Indian journalists and rights activists have protested against the murder of an outspoken publisher of a weekly tabloid amid growing concerns about freedom of the press at a time of rising nationalism and intolerance of dissent.
Gauri Lankesh, 55, the editor and publisher of the Kannada language Gauri Lankesh Patrike, was shot dead on Tuesday by unidentified assailants near her home in the southern city of Bengaluru.
The identity and motivations of her killers were not known, police said.
Several journalist groups, including the Editors’ Guild, Press Club of India and Press Association, held protests across India, calling the murder a “brutal assault on the freedom of the press”.
She was a critic of the federal government and wrote extensively about secularism.
“Journalism is nothing without courage. Democracy is nothing without dissent. Lankesh had plenty of both,” said Shekhar Gupta, an Indian journalist and political commentator.

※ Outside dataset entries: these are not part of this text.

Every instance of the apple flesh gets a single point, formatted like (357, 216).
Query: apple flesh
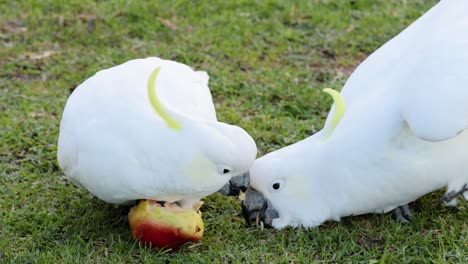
(169, 226)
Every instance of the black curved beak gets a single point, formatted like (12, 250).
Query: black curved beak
(236, 185)
(256, 208)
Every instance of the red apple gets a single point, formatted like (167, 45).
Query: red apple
(168, 226)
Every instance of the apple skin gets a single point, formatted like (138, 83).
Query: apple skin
(165, 227)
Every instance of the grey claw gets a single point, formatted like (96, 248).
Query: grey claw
(403, 214)
(448, 197)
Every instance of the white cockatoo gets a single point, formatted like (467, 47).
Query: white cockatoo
(396, 133)
(147, 129)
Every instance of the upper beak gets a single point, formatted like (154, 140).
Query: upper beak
(256, 208)
(236, 185)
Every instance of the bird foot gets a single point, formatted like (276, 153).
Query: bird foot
(403, 214)
(450, 197)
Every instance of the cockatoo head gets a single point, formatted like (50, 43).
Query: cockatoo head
(282, 191)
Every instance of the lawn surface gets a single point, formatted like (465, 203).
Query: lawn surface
(268, 61)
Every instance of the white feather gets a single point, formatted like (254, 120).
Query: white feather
(402, 135)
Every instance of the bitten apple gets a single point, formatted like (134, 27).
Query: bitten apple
(165, 226)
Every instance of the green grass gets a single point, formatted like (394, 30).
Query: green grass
(268, 61)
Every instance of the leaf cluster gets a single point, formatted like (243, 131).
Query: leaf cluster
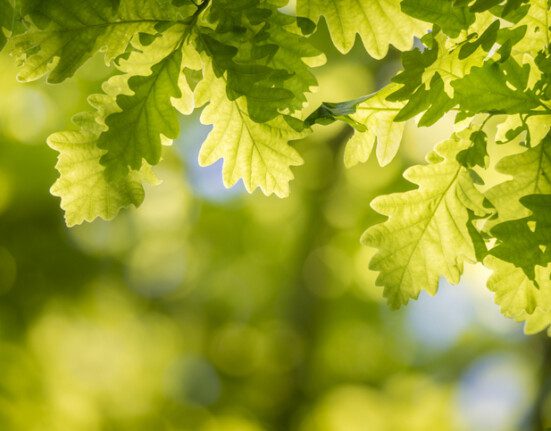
(248, 66)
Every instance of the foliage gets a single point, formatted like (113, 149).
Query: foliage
(248, 64)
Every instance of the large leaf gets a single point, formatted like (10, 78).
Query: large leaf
(102, 164)
(134, 133)
(265, 62)
(380, 23)
(426, 234)
(377, 114)
(87, 188)
(257, 153)
(450, 17)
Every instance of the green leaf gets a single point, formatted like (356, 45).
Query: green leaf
(100, 165)
(498, 88)
(134, 133)
(476, 154)
(526, 242)
(6, 20)
(265, 63)
(87, 188)
(426, 234)
(531, 174)
(380, 23)
(377, 115)
(67, 33)
(538, 33)
(256, 153)
(450, 18)
(518, 297)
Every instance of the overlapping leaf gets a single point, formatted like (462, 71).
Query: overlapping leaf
(530, 173)
(257, 153)
(66, 33)
(259, 52)
(380, 23)
(426, 234)
(102, 164)
(526, 242)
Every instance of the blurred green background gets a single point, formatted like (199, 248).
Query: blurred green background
(212, 310)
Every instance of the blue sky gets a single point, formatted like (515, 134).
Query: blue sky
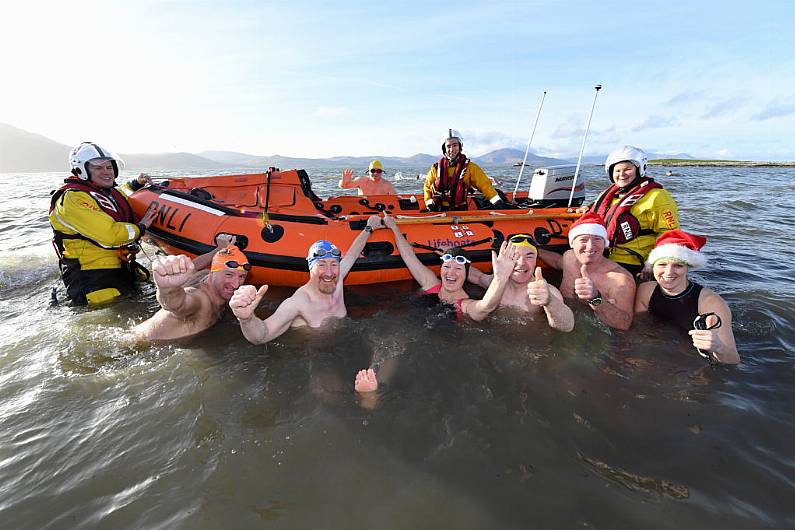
(320, 79)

The killing is a new low in India’s track record in recent years of protecting journalists. The Southeast Asian nation of 1.3 billion people slipped three places to 136th in this year’s World Press Freedom Index compiled by Reporters Without Borders.
The group said Hindu nationalists, on the rise since Prime Minister Narendra Modi’s Bharatiya Janata Party swept to power in 2014, were “trying to purge all manifestations of anti-national thought”.